Yesterday at quilt ministry we cut up a pair of donated tab curtains into ten long rectangles.  The curtains were made of a denim-type fabric, more suited to this purpose than to quilt making.  After cutting and then folding/pressing the edges for the first stitching, the other ladies were working on binding their current projects so I brought the bags home to finish assembling.   Here are the first five, completed last night, minus their drawstring ties.  Another member is bringing her supply of macrame cord and we will string the bags at our next meeting.
Plain and Simple!

The kitchen has been a whirlwind of activity so far this week with the tomatoes ripening at a faster pace than I can keep up. After giving away the first large batch to one daughter who just moved and had no garden this summer, we began canning some for our winter pantry. So far 14 pints of plain stewed tomatoes and 7 1/2 jars of the most wonderful tomato jam. Here's what awaits when I return from my haircut later this morning - today's haul is destined for salsa and we'll try another batch of tomato jam using some of the Lemon Boys.  Thankfully our forecast is for cooler days soon, and I'll be thankful for a cool breeze blowing through the kitchen while we're working on these and the rest of the crop.

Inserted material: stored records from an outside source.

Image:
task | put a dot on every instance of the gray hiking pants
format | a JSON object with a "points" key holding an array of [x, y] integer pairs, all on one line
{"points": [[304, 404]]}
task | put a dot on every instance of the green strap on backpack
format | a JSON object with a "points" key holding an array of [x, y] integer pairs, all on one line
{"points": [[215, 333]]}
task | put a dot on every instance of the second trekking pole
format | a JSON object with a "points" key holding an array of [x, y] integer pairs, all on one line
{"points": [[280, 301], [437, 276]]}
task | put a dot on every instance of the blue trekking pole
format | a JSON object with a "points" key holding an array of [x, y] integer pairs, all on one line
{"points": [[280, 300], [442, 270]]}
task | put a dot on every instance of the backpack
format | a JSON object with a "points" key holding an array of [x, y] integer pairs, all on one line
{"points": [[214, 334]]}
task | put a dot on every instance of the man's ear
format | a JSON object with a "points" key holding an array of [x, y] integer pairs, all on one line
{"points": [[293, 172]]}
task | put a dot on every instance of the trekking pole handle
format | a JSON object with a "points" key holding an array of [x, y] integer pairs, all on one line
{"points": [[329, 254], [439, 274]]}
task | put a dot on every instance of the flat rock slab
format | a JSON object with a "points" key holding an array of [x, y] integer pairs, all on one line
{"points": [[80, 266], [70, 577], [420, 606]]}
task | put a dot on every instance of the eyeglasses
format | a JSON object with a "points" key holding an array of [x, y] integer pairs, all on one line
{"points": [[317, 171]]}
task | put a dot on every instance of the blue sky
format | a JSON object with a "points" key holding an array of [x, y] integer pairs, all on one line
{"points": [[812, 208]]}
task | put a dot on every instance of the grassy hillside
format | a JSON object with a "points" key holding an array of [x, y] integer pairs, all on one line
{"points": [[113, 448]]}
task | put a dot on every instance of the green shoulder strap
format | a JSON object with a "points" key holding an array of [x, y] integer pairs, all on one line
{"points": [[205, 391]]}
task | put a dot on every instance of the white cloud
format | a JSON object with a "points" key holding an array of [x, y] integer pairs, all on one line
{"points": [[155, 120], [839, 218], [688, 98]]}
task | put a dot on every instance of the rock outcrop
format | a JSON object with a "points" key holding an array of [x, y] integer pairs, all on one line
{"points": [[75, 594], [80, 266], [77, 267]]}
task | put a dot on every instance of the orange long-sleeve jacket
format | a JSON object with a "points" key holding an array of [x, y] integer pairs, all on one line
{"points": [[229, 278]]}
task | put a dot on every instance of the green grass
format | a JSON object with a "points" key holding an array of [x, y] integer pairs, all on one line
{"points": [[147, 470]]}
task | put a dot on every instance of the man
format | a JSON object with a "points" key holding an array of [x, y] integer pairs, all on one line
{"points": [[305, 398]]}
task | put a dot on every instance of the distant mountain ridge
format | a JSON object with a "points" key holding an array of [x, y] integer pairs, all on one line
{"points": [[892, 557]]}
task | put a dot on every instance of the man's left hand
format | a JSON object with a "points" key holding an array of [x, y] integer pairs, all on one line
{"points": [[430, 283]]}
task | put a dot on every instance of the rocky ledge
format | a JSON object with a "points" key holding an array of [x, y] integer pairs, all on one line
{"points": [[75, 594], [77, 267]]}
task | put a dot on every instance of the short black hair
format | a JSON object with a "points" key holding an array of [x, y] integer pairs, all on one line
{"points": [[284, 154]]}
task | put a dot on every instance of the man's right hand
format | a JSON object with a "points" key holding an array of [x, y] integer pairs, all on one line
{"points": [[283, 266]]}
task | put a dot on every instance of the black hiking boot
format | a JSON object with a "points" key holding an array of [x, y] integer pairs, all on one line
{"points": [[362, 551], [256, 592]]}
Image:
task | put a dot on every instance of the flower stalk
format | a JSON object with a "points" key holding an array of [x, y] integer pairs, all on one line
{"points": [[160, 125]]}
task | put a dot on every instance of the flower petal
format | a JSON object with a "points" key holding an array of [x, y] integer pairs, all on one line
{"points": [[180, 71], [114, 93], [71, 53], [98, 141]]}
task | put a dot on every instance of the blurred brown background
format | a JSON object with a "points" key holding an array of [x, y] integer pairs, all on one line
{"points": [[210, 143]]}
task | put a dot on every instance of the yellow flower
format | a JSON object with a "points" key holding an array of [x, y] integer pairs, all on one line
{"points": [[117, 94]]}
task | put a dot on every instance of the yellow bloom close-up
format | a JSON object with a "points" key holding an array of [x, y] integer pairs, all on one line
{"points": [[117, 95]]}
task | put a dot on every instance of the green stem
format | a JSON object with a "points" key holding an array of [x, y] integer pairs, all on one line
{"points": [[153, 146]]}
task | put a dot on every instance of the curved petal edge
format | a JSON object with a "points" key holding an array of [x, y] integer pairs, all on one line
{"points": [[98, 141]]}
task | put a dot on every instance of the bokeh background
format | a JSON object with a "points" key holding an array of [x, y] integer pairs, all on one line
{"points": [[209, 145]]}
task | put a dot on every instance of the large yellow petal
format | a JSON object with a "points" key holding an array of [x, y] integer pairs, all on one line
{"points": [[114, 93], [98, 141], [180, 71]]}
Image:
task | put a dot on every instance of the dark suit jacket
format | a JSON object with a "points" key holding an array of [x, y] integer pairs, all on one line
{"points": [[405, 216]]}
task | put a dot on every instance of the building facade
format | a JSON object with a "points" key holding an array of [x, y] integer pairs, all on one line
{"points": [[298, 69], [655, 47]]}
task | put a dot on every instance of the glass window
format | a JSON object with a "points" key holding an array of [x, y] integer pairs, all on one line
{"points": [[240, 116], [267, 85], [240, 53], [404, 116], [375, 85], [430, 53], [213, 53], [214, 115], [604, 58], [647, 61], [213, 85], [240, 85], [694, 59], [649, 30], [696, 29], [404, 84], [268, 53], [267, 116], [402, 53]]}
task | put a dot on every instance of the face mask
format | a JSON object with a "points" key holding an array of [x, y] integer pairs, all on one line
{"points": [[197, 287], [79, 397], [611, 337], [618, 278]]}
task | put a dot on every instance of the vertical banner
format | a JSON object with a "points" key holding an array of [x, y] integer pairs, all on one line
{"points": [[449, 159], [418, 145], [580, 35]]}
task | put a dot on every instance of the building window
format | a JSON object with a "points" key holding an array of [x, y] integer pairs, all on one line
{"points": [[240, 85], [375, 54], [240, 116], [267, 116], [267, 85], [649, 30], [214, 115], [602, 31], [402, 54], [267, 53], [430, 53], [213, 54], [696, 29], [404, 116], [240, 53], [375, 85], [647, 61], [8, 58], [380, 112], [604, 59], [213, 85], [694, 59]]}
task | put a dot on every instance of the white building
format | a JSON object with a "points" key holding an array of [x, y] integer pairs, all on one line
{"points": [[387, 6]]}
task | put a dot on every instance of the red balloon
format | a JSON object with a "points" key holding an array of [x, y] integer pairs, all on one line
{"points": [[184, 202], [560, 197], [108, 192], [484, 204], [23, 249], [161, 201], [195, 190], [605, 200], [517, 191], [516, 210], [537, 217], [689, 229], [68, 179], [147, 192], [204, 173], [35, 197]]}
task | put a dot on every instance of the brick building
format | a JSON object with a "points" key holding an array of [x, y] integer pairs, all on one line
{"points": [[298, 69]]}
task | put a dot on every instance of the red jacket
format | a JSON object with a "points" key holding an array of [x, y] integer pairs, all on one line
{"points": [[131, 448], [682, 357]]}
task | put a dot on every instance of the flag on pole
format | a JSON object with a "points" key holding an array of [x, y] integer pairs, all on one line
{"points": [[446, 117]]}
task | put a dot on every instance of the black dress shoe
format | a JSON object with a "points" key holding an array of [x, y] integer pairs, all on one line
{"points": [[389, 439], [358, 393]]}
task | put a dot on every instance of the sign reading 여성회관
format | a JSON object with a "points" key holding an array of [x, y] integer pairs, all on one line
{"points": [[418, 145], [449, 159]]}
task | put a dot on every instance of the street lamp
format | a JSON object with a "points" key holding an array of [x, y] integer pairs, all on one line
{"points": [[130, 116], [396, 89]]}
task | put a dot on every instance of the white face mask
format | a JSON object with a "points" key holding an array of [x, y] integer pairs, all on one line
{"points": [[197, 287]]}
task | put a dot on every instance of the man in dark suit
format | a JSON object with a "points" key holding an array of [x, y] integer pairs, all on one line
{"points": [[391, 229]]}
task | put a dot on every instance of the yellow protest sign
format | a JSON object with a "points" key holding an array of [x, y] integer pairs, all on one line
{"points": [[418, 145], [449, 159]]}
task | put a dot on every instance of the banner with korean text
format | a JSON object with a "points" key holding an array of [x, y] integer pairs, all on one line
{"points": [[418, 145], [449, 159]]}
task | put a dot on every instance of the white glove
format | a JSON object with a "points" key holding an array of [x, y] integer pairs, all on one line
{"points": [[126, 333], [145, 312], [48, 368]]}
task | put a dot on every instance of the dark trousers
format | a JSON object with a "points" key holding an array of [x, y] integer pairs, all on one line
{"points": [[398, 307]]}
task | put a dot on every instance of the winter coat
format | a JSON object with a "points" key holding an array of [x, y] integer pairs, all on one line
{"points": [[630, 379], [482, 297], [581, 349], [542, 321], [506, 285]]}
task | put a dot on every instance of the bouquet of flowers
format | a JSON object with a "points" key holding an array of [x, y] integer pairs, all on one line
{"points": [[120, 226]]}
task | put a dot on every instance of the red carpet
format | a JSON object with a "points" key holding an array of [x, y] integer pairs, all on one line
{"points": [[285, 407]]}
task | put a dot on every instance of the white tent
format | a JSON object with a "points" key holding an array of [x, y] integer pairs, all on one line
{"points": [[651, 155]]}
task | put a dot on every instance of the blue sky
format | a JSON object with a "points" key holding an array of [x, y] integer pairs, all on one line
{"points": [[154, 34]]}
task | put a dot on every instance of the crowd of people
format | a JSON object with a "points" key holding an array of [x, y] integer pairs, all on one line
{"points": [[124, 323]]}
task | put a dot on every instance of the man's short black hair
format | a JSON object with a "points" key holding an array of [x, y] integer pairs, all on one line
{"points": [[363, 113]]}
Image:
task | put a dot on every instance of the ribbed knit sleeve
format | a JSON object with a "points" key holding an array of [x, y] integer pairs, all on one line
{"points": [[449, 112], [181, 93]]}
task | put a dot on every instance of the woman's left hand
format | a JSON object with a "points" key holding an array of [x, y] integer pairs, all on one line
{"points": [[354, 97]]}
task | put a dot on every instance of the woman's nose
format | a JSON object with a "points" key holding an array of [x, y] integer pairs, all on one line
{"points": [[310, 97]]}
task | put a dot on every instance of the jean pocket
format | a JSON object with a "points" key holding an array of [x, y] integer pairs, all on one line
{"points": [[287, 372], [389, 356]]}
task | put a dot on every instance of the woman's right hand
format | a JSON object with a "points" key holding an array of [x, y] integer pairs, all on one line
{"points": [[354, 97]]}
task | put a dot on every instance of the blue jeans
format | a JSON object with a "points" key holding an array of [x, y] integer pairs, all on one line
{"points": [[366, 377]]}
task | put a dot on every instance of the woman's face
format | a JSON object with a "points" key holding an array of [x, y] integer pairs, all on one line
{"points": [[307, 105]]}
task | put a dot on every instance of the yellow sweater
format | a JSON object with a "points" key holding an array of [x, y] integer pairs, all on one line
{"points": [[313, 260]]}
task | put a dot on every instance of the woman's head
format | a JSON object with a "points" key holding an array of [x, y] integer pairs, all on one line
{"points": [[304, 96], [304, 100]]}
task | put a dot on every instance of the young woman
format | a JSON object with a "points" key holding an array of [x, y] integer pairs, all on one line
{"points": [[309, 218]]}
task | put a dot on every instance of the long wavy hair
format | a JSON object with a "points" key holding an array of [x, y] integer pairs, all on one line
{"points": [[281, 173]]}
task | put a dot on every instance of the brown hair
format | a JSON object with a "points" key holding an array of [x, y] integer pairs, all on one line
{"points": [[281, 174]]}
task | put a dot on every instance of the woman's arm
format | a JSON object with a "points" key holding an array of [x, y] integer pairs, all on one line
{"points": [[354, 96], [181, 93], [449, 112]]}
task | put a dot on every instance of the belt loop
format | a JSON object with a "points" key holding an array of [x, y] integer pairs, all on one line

The sunflowers are heavy with seeds, some have begun to fall over from the weight, and a small flock of goldfinches have returned to snack on the seeds.  Our sugar pumpkin crop was almost totally decimated by some type of grub, we were only able to salvage three pumpkins from that planting. We also planted a couple varieties of field pumpkins in another field, and after discovering the grub damage in the sugar pumpkin patch also discovered some damage to the others.  All the winter squash are growing alongside the field pumpkins and we feared for that crop, but decided to try setting pieces of aluminum foil under each ripening pumpkin and squash that hadn't already been damaged. Sounds strange I know, but so far it seems to be working as we haven't detected any further grub damage yet.